I have split my thoughts into four parts, Scope, Methodology, Outputs and Training:
- Scope: what do we mean by therapeutic area? Is it a core of definitions, some meaningful subset? These simple questions then lead to thoughts about versions and increments. It strikes me that we will never be able to deliver the complete scope of an area in one release. Also with a large number of areas being worked upon in parallel, are we in danger of flooding the user community? Can the FDA cope with the flood? Scoping is therefore important as are the release cycles and mechanisms.
- Methodology: We need a methodology that delivers consistent structuring of definitions. I also want to understand the methodology so that I can develop content using it. This allows me to develop consistent content that I could also feed it back to the user community in an immediately useable structure. We simply cannot afford to have differences in the structure of the definitions.
Also, these definitions will, in the long run, need to be placed into a repository; the industry metadata repository. If definitions are not structured consistently then we will hit problems when we try and load them into such a repository. Also any tools developed to process the data based on the definitions will have problems with inconsistent structuring of definitions.

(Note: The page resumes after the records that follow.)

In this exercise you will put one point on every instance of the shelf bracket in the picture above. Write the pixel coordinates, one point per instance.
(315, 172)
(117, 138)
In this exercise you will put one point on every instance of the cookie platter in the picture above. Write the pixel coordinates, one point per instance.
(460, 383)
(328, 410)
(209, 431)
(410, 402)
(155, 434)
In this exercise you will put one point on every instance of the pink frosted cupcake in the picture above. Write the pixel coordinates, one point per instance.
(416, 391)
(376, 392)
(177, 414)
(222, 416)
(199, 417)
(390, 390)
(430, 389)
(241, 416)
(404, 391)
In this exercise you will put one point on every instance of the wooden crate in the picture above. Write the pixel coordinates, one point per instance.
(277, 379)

- Tools: This in turn leads to the need for tools so as to manage the consistent structuring of the definitions but also to manage the sheer amount of work needed. The tools do not need to be complex and sophisticated. We can manage with MS Excel tools in the first instance to get us going quickly and ensure that definitions are structured according to a methodology that brings consistency across the therapeutic areas. What we need to do is decided quickly what the structures are, how best to represent them, some simple tools to help manage them to get us going. Tools can also validate the content checking for consistency and completeness; does the content make sense and have we have filled everything in.

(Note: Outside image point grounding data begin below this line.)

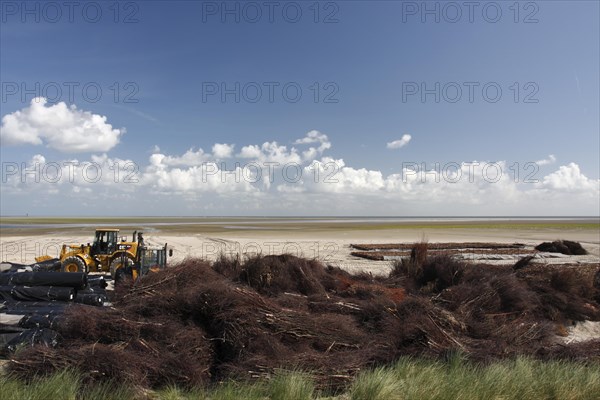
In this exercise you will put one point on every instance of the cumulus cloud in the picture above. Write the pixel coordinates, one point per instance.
(223, 150)
(546, 161)
(569, 178)
(312, 181)
(396, 144)
(63, 128)
(189, 158)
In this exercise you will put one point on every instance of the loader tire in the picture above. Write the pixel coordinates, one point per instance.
(121, 269)
(73, 264)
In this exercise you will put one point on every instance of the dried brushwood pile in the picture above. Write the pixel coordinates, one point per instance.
(197, 323)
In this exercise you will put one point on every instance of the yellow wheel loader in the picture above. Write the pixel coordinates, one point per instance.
(109, 253)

- Outputs: We must have high quality outputs
- Consistent – The outputs across therapeutic areas must be consistent within themselves and across the areas. This is something that has not been the case in the past.
- Complete – The outputs must be complete. We cannot have incomplete terminology or any other item for that matter. To have such results in a non-standard.

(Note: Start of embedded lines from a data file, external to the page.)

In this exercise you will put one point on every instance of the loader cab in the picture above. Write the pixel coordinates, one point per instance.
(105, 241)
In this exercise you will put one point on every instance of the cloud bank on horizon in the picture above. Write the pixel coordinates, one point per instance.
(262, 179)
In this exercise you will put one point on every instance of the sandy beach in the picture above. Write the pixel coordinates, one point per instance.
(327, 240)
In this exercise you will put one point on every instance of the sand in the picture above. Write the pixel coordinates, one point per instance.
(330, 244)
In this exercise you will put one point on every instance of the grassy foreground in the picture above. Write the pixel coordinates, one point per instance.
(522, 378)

- Useable – The outputs must be usable. To be useable they must include not only a human readable forms (e.g. PDF) but also a machine readable forms such that a user can read into, or transform into a form suitable for reading into, their systems so as to gain immediate benefit. These formats will also allow sharing. If we have machine readable forms the human readable forms (PDFs) can be automatically generated.
- Training – We need to train people in the methodology and the tools so as to deliver the attributes discussed above. Without such training we will have great variation in the structure and quality of the deliverables.
None of this is easy. But clarity of thinking around the methodology and tools to support such will pay great dividends. They tools, in the first instance, do not need to be sophisticated. What we do need is the 10, 20 or whatever the number of people working on the project need to understand is what they are producing and why, they need to understand the methodology and be advocates for it.
The views expressed within this post are mine and do not represent the views of any organisation I volunteer for or client that Assero is employed by.